The two chains originally teamed up to create Taiwan's popular music ranking, the G-Music Chart (Chinese: 風雲榜 fēngyúnbǎng). The chains had around 60 locations in 2002. Tachung's network includes Taiwan's only remaining specialist classical CD store, opposite the Taipei YMCA on Hsu Chang St. G-Music Chart remains the most popular record chart in Taiwan.

==G-Music Chart==

The G-Music Chart was first officially published on July 7, 2005, and compiled the top physically sold CD releases in Taiwan (including both albums and physically released singles). Only the top 20 positions are published, and instead of sales, a percentage ranking is listed next to each release. For example, in the 52nd week of 2006, Born to Love, ranked at number one, sold 25.46% of the CDs sold in Taiwan that week. G-Music's main chart, Combo Chart (Chinese: 綜合榜 zònghé bǎng), ranks all music sales, regardless of language, country of origin or genre. The Combo Chart was discontinued in early 2015.

===Sub-charts===

In addition to the main chart, there are eight sub-charts, and one defunct chart. All charts feature a percentage ranking, which is the percentage sold for each subcategory. All charts began on the same day as the Combo Chart, July 7, 2005. The currently operating sub-charts are:

- Mandarin Chart (Chinese: 華語榜 Huáyǔ bǎng) ranks releases in Chinese language.
- Western Chart (Chinese: 西洋榜 Xīyáng bǎng) ranks predominantly English releases from North America, Europe or other Western countries.
- J-pop Chart (Chinese: 東洋榜 Dōngyáng bǎng, "East Asian Chart") ranks non-Chinese Asian language albums. Originally named for Japanese releases, the chart increasingly features musicians singing in Korean.
- Jazz Chart (Chinese: 爵士榜 Juéshì bǎng) ranks jazz releases, regardless of nationality or language.
- Classical Chart (Chinese: 古典榜 Gǔdiǎn bǎng) ranks classical music releases, regardless of nationality or language.
- Audio/Video Chart (Chinese: 影音榜 Yǐngyīn bǎng) ranks music-related DVD and Blu-ray releases, regardless of nationality, language or genre.
- International Chart (Chinese: 外語榜 Wàiyǔ bǎng) combines the Western Chart and J-pop Chart together.

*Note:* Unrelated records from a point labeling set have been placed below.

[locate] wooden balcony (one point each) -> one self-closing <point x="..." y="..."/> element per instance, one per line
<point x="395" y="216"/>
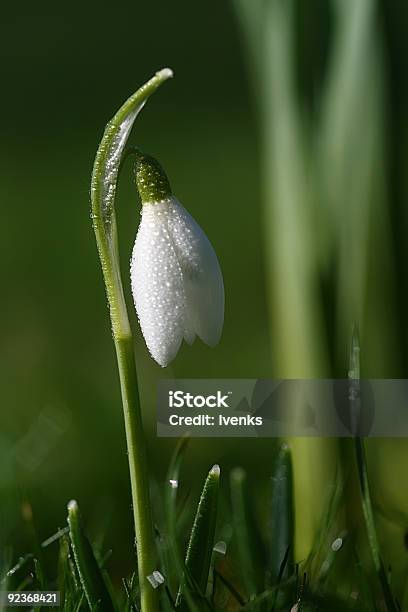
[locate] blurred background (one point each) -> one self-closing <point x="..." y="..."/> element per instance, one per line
<point x="285" y="134"/>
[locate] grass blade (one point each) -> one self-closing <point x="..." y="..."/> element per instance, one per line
<point x="91" y="576"/>
<point x="354" y="377"/>
<point x="248" y="549"/>
<point x="200" y="546"/>
<point x="281" y="526"/>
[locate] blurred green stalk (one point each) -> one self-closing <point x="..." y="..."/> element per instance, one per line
<point x="299" y="344"/>
<point x="103" y="190"/>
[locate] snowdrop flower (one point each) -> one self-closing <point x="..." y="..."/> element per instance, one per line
<point x="176" y="279"/>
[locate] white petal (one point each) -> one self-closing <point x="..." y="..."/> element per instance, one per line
<point x="203" y="283"/>
<point x="157" y="284"/>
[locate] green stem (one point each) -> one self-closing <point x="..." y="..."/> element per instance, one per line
<point x="103" y="191"/>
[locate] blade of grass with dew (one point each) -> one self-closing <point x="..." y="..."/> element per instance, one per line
<point x="248" y="546"/>
<point x="297" y="329"/>
<point x="103" y="191"/>
<point x="351" y="180"/>
<point x="200" y="545"/>
<point x="354" y="376"/>
<point x="170" y="499"/>
<point x="281" y="526"/>
<point x="91" y="576"/>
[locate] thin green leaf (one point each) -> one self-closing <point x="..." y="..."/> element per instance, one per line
<point x="354" y="376"/>
<point x="248" y="546"/>
<point x="91" y="576"/>
<point x="281" y="518"/>
<point x="200" y="546"/>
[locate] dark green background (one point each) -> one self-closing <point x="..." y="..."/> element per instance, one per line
<point x="65" y="71"/>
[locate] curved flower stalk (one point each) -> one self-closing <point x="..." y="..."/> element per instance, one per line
<point x="103" y="191"/>
<point x="176" y="279"/>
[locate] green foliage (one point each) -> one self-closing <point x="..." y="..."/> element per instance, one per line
<point x="235" y="576"/>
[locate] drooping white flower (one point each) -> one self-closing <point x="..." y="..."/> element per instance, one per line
<point x="176" y="279"/>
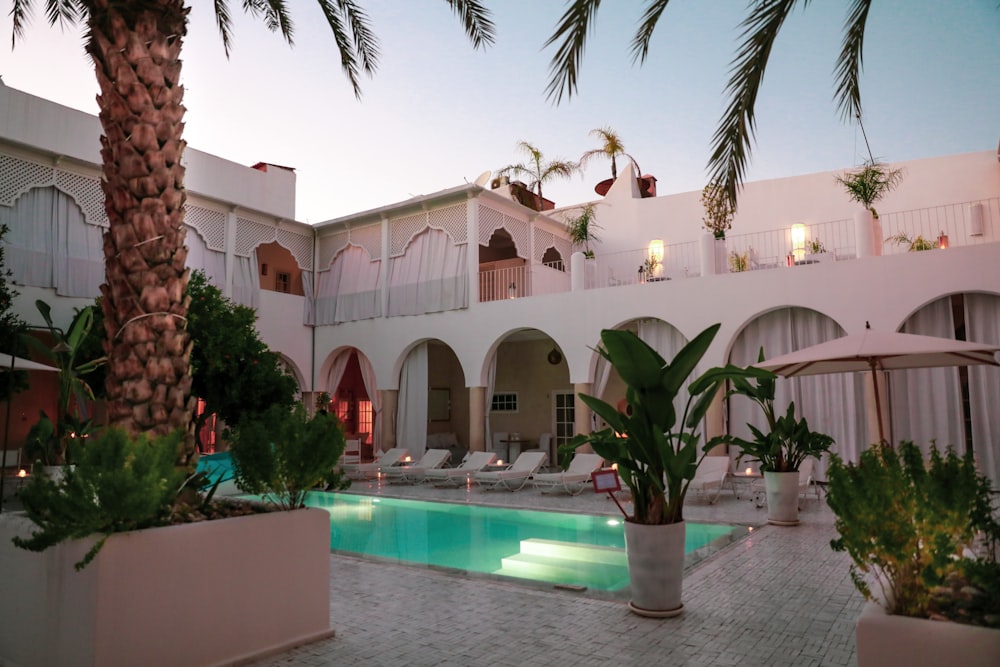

In addition to these, a Taiwanese singles chart called the Top Chinese Chart (Chinese: 百事榜 Bǎishì bǎng, "Pepsi Chart"), also called the "Mengniu Dairy Chart" (蒙牛榜 Méngniú bǎng), was created at the start of 2006. It ranked the top songs in two different top 20 charts: one for Mainland China (内地榜單 Nèidì bǎngdān) and one combining Hong Kong and Taiwan (港臺榜單 Gǎng-tái bǎngdān). The chart was made defunct in September 2008.